In this moment, and in moments like these, I find real meaning and real joy. Oh, I know that I am pressed to think of my life as one big 'to do' list, things checked off, things crossed out and written over, things moved from here to there with arched arrows. I know that I am pulled by the purpose of living and by the need to make a living, and I know that I enjoy all that comes with that. I know all that. In this trip there is rush and there is bustle, there is travel and there are meetings, there is much to be done and much that will be done. But none of that, important though it is, have I tried to imprint into my memory like I have this moment. With the smell of toast and the sizzle of eggs inside, and sheep and trees and a misty early morning outside.

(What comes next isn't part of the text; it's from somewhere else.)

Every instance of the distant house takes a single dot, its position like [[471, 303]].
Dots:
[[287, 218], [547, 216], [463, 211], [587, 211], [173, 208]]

I remember during the controversy around the murder of Tracy Latimer, a murder made controversial only because of disability, reading an article written by a young man with cerebral palsy. He described himself as having a significant physical disability and requiring support every hour of every day. He spoke of loving his life, of loving being in the world, of quiet moments in rooms that smelled of toast and tasted of coffee. I understood that then, I really understand that now. It is in these moments that we find something deeper than self, something deeper than identity, the soul perhaps, the spirit perchance. It is in these simple moments there is a pureness of experience, a pureness of our humanity.
There are those who have said to me, in full consciousness of what they are saying, "I'd rather be dead than in a wheelchair." I've never known how to respond, beyond outrage. But now I think how shallowly these people must have lived. To think that the essence of who we are is tied in some way to any ability other than the one required to feel a moment where toast is incense, sizzle is music and where sheep graze outside the window, is to see life and living so narrowly.
So now, I type, readying to go on to the part of my life and work that people value. Things will be checked of the 'to do' list, hotels will be stayed in, lectures will be given, miles will be travelled. However, as all that happens, my soul, my spirit, my essence, will be remembering an early morning in Wales, cooking in a kitchen, and looking out the window as morning comes.